J’ai toujours été fasciné par les mares. L’idée était de créer des havres de biodiversité, des petits pôles un peu privés et protégés, des zones humides, j’aimerais bien que dans cette forêt il y ait une vraie zone humide de laquelle les animaux puissent profiter et où personne ne peut aller. Retrouver de l’humidité des sols, de la vie.

Après, les nichoirs cela va de pair, faire revenir les oiseaux c’est leur redonner la possibilité de revenir.

On aura aussi bientôt recours à de la LiFoFer (Litière Forestière Fermentée). L’idée est de faire fermenter de la litière de forêt avec des levures et de l’épandre dans les sols, juste après un épandage de BRF ou de compost par exemple. Nous avons pu récupérer environ 1800 tonnes de compost auprès de l’agglomération de Castelnaudary.

On essaye ainsi de créer une économie circulaire, pour créer un petit tissu de 4-5 acteurs autour de nous.

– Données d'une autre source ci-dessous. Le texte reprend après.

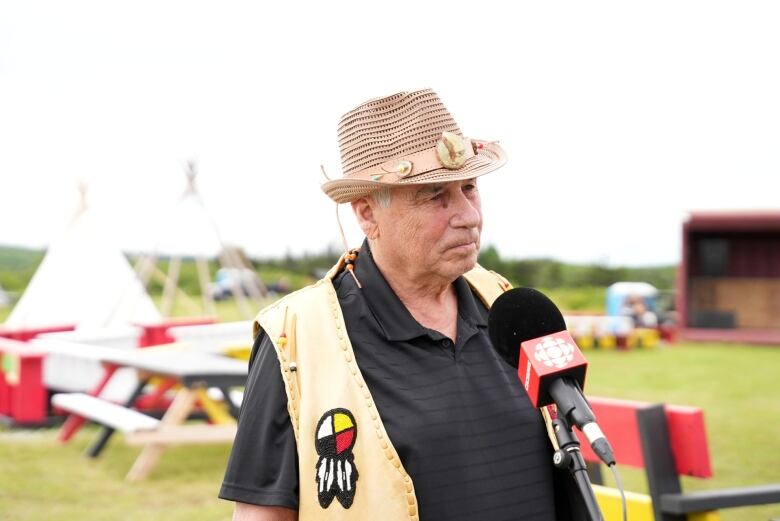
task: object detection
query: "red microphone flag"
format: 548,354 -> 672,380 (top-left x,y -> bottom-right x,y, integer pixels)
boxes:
517,331 -> 588,407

Mare © Julie Tourron, Nature 2050

Mare © Julie Tourron, Nature 2050

Nichoir © Julie Tourron, Nature 2050

Nichoir © Julie Tourron, Nature 2050

On a prévu d’intégrer des poulaillers mobiles, pour éviter la prédation. Les poulaillers seront disposés dans l’oliveraie, et les poules pourront à la fois se nourrir des vers de la mouche de l’olivier, qui pond au sol, et apporter des nutriments aux sols. Dès que les oliviers seront grands, on plantera des auxiliaires comme les asperges sauvages, la moutarde blanche ou encore l’inule visqueuse, pour lutter contre la mouche.

Les sols, on va surtout ne jamais les travailler, et leur apporter un amendement, de matière organique, de fiente de poule, de compost permanent, sans non plus déséquilibrer les sols. C’est un temps qu’on doit respecter, le sol était mort, il faut lui redonner la vie petit à petit. On ne peut pas traumatiser tout ça. Et nous on a la sensibilité je pense, avec Thomas, Kahina (collaborateurs du projet), et les propriétaires aussi de le faire progressivement. On sait qu’on ne changera pas tout en deux ans. 

Et en termes de logique d’adaptation aux changements climatiques, est-ce qu’il y a des aménagements qui ont été pensés pour faire face aux défis climatiques à venir ? 

Déjà, nous irriguons deux fois moins que préconisé.  Cette irrigation déficitaire oblige la plante à descendre profondément. Donc ça veut dire que demain, si on manque d’eau, je ne suis pas très inquiet, sauf si on monte à 50°C, après l’arbre sera assez grand pour se débrouiller.  

Ensuite les sols, en recréant la vie. Si on est capable de recréer des sols vivants, on aura forcément des sols humides, et donc je dirais que se priver d’un ou deux mois d’eau ce n’est pas impossible. Cela passe par notre capacité à séquestrer du carbone, par les couverts végétaux, un peu par les mares. Je pense qu’on est en train de faire un itinéraire agronomique dans la gestion de l’eau et dans l’amélioration des sols, qui nous amènera de la résilience. 

Après nous on a des techniques sur l’olivier, de la taille par exemple. On ne taille plus trop comme avant, on taille beaucoup moins.
On a adapté aussi nos méthodes, notamment en taillant plus tôt, juste après la récolte d’octobre, afin que l’arbre ait plus de temps pour se remettre de la taille avant les gels.

 Je crois que Baudrigue peut devenir un lieu modèle pour les générations qui arrivent et qui ont envie. On le regardera avec des yeux assez doux dans 3, 4 ans.